Partiamo dal presupposto che Spider-Man: La Storia della Mia vita di Chip Zdarsky e Mark Bagley sarebbe entrata a prescindere nella nostra lista di migliori fumetti dell’anno, ma siamo contenti che siano stati gli utenti a dargli questo posto perché si vede che ha colpito davvero anche voi e che quindi l’autore dell’attuale run di Daredevil sia riuscito nuovamente a mettere tutti d’accordo. Le vicende prendono il via nel 1962, quando un giovane Peter Parker viene morso da un ragno radioattivo e, dopo la morte dello zio Ben , il giovane diventa il supereroe Spider-Man. Da quel momento, ogni capitolo dei sei che compongono il volume racconta un decennio dell’Uomo Ragno incorporando all’interno della narrazione qualsiasi grande sconvolgimento abbia caratterizzato il decennio preso in considerazione, come la morte di Gwen Stacy, la saga del Clone e anche la Guerra Civile dei superumani, ma mostrandoci Peter Parker e così Spider-Man invecchiare in maniera coerente con il passare del tempo. In Spider-Man: La Storia della mia vita Chip Zdarsky abbandona i toni leggeri e spensierati che abbiamo letto su Peter Parker: Spectacular Spider-Man e Marvel Two in One, mostrando tutto l’amore per il personaggio e la sua maturità. Mark Bagley, uno degli autori più importanti del Ragno, passa così dall’essere il disegnatore che ha definito lo stile dell’Ultimate Spider-Man a rappresentare il volto di un’operazione che è, prima di tutto, un omaggio all’Uomo Ragno classico. Bagley oggettivamente fa un buon lavoro e da coerenza al progetto, ma sarebbe stato forse più interessante vedere un disegnatore per ogni decennio che rappresentasse anche la corrente artistica del periodo di riferimento.
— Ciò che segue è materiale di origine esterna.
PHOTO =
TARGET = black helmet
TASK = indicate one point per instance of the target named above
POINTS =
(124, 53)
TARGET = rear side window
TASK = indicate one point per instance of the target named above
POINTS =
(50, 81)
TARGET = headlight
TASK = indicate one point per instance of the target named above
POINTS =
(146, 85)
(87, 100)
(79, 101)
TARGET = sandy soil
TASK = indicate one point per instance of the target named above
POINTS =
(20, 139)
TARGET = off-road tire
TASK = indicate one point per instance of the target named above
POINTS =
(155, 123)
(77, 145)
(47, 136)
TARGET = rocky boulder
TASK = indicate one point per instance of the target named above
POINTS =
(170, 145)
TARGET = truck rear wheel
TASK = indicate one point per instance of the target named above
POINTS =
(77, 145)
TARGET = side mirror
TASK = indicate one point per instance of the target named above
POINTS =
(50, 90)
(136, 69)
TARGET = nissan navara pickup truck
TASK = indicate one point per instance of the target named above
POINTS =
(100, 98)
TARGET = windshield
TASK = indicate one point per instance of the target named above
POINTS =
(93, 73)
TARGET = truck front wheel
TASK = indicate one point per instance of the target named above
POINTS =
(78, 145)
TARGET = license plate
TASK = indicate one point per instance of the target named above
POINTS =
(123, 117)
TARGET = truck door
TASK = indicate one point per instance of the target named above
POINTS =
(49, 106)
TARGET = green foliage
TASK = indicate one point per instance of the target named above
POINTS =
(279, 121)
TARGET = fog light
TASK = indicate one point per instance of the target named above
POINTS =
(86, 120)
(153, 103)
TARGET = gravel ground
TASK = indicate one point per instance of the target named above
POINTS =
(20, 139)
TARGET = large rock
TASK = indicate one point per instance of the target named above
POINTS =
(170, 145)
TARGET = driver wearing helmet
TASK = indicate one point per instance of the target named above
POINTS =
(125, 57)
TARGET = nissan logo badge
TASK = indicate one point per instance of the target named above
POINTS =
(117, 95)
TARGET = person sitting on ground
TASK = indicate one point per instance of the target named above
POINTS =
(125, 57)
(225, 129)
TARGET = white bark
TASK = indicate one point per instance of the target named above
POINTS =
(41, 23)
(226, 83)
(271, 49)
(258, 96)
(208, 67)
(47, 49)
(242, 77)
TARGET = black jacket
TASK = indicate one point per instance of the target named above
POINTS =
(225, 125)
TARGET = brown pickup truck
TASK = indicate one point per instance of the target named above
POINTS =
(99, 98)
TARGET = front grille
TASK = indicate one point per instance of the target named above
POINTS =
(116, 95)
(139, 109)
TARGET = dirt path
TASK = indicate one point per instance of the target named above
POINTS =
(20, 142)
Fumetto dell’anno per la redazione di Redcapes.it
L’Aida di Sergio Terasi

l'aidaVera sorpresa di fine anno, L’Aida di Sergio Terasi per Bao Publishing ha convinto l’intera redazione e non potevano non selezionarlo come titolo dell’anno. Il fumetto segue Aida, una ragazza alto borghese il cui mal di vivere non riesce a prendere una forma precisa. Un giorno, quasi per sbaglio, conosce un collettivo di artisti emarginati e davvero fuori dagli schemi, e la sua vita comincia a cambiare, insieme alle sue priorità. La guarderemo crescere, imparare a buttarsi, a non preoccuparsi di cadere. E a ricominciare a fidarsi di sé. L’autore dopo In inverno le mie mani sapevano di mandarino e Un Romantico a Milano, torna a dipingere la sua amata città Milano, in una storia di ribellione e di crescita che prende forma tra luoghi iconici del capoluogo lombardo. Abbiamo Aida che combatte contro il male che sente crescere dentro di sè e contro la propria condizione familiare, e con i rapporti che a causa di questa si sono rovinati o sono stati anche distrutti. Poi abbiamo quella dei The Virus, che combattono contro il consumismo, contro la deriva dei social che ha tolto il tempo alle persone, contro la morte delle relazioni e la dipendenza dal modello capitalista. L’Aida, molto di più dei precedenti lavori di Gerasi, trova la sua anima impressa su ogni pagina, un’anima decisamente punk e che ci mette di fronte ad uno scontro ideologico che ogni giorno si consuma non solo nelle strade di Milano ma anche in quelle di tutta Italia e di tutto il mondo. Gerasi, che qui è anche disegnatore, non si risparmia a dare forma reale e tangibile alla sua città e dimostra nuovamente quanto sia un grande disegnatore e quanto questa storia meriti non solo per la trama ma anche per una componente street ed evocativa della metropoli italiana più famosa al mondo e che diventa, così come nelle migliori storie a fumetti, un personaggio a sé.